Et la diversité de participations des différentes catégories de fidèles fait l’unique mission ecclésiale.
Tenant compte de ce qui précède, il y a lieu de ne pas négliger le fait de voir introduire le caractère biologique dans l’idée d’Eglise-Famille, avec des conséquences néfastes que l’on peut imaginer. Le législateur canonique conscient de cette réalité, fixe des limites de consanguinité pour la nomination à certains offices ecclésiastiques ou pour le jugement de causes. Ainsi, et à titre d’exemple, il n’est pas permis à l’évêque diocésain de nommer ses consanguins jusqu’au quatrième degré, aux charges de vicaire général et vicaire épiscopal (Cf. Can. 478 §2). Ces mêmes proches parents de l’évêque sont exclus du Conseil diocésain pour les affaires économiques (Cf. Can. 492 §3). C’est pourquoi, il convient de rappeler que l’Eglise-Famille n’est pas donnée à priori. Bien au contraire, elle est à construire en référence
non plus à la famille humaine, mais à la «famille synodale» trinitaire, signe de la communion entre le Père, le Fils et le Saint-Esprit. Elle doit également s’édifier en acceptant de critiquer et de purifier les imperfections de la famille en Afrique et même en Europe.

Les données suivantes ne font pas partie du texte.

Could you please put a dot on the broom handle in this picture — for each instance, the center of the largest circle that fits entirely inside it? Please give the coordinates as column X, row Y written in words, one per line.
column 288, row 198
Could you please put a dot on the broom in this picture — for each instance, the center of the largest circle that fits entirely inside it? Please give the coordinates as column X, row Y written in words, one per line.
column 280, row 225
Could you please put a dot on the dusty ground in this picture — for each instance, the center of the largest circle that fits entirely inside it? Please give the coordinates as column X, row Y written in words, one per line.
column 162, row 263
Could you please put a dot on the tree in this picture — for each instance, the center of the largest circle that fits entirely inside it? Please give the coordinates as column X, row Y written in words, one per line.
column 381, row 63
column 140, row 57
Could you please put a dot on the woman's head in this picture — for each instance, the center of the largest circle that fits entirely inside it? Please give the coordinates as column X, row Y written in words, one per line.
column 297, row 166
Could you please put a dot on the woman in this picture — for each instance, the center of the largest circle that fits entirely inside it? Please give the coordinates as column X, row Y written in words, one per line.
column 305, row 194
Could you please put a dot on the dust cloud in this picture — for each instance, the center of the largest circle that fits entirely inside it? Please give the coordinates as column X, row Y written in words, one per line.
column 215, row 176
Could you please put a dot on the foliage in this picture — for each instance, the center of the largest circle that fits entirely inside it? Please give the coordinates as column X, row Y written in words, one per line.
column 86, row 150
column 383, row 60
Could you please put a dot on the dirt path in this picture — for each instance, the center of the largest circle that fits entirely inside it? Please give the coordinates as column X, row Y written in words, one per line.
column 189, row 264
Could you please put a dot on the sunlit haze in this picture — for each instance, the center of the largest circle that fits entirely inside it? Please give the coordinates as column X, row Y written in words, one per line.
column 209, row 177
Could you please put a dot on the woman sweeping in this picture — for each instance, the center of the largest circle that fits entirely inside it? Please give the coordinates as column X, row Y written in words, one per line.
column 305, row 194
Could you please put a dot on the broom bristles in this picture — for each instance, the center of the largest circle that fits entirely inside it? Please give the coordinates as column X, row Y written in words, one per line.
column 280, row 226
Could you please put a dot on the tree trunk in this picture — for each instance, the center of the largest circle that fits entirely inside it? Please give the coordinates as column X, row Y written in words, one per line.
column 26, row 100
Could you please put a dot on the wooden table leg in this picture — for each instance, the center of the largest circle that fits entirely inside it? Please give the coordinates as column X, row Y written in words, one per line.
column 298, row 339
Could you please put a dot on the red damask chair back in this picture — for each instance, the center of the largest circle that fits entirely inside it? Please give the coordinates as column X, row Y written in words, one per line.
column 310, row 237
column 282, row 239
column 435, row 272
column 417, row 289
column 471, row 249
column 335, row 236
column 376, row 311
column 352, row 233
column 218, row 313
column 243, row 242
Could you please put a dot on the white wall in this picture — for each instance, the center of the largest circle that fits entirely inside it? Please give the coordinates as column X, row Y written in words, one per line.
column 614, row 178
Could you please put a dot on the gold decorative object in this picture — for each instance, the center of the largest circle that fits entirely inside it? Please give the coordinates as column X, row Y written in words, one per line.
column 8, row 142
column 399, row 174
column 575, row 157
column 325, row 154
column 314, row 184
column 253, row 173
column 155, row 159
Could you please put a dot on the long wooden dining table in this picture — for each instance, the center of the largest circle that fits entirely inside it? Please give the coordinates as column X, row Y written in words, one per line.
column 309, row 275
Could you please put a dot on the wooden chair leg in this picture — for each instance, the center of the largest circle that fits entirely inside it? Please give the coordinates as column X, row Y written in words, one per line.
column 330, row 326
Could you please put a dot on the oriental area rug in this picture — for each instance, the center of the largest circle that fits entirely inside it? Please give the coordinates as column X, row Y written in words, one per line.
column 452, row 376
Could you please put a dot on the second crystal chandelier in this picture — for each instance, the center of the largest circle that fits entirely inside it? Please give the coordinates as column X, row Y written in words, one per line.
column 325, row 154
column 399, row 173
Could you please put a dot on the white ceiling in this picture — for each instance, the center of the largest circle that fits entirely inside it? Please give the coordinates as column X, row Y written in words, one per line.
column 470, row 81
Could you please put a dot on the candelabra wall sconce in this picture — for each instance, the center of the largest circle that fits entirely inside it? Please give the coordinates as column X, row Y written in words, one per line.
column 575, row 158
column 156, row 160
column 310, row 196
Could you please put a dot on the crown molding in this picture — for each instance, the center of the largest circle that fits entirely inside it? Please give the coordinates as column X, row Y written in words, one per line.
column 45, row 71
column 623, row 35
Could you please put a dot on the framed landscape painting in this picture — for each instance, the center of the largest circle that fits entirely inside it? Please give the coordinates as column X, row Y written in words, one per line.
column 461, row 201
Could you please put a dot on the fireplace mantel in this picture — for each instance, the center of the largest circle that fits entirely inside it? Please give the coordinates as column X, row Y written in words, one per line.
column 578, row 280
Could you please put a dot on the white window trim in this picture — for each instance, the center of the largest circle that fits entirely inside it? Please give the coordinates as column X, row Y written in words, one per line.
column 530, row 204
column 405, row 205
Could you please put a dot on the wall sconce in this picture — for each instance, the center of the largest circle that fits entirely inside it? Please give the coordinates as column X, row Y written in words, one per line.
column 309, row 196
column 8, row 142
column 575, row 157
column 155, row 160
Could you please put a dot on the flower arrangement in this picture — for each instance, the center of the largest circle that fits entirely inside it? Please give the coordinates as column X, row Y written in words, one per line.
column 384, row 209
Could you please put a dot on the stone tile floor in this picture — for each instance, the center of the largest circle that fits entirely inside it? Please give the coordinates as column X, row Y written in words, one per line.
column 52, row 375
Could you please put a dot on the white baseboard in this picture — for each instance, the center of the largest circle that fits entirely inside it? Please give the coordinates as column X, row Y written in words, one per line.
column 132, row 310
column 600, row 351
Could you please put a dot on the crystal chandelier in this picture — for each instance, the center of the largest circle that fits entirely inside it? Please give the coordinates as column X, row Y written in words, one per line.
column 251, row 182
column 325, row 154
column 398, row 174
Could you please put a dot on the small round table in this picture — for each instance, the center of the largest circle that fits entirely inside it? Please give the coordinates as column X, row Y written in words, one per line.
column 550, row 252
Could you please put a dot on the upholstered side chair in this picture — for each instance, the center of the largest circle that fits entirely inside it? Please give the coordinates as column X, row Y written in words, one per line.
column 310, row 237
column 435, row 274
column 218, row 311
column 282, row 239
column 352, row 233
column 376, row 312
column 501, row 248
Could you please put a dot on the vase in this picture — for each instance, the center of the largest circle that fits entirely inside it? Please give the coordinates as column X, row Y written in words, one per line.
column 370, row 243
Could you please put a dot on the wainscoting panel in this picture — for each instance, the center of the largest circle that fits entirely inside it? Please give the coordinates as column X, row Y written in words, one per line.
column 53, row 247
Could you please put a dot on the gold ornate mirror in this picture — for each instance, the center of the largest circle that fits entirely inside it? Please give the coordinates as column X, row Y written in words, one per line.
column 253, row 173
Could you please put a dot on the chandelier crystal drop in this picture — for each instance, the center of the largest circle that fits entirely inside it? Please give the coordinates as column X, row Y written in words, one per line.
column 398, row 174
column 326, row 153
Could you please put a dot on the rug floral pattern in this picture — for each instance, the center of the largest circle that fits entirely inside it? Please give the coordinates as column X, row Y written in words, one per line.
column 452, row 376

Il est donc question d’aider l’Africain à se sentir dans l’Eglise comme dans une vraie famille. La famille dont il s’agit ici est la famille synodale de Dieu, c’est-à-dire l’ensemble des personnes qui, ayant reçu le baptême reconnaissent Dieu pour père et le Christ pour frère. La famille de Dieu ne laisse pas la place au tribalisme, au népotisme. Elle ne se limite pas à la consanguinité et instaure une nouvelle fraternité, plus forte, plus solidaire, tournée vers sa fin eschatologique où tous auront une place. L’Eglise-Famille-Synodale de Dieu à construire sera alors capable de promouvoir et de proposer des valeurs fortes face à une société ambiante à la recherche de ses repères. Elle sera à même de faire le tri entre le bon grain et l’ivraie des traditions africaines, permettant alors d’élever au niveau de l’universalité ce que l’Afrique a de merveilleux.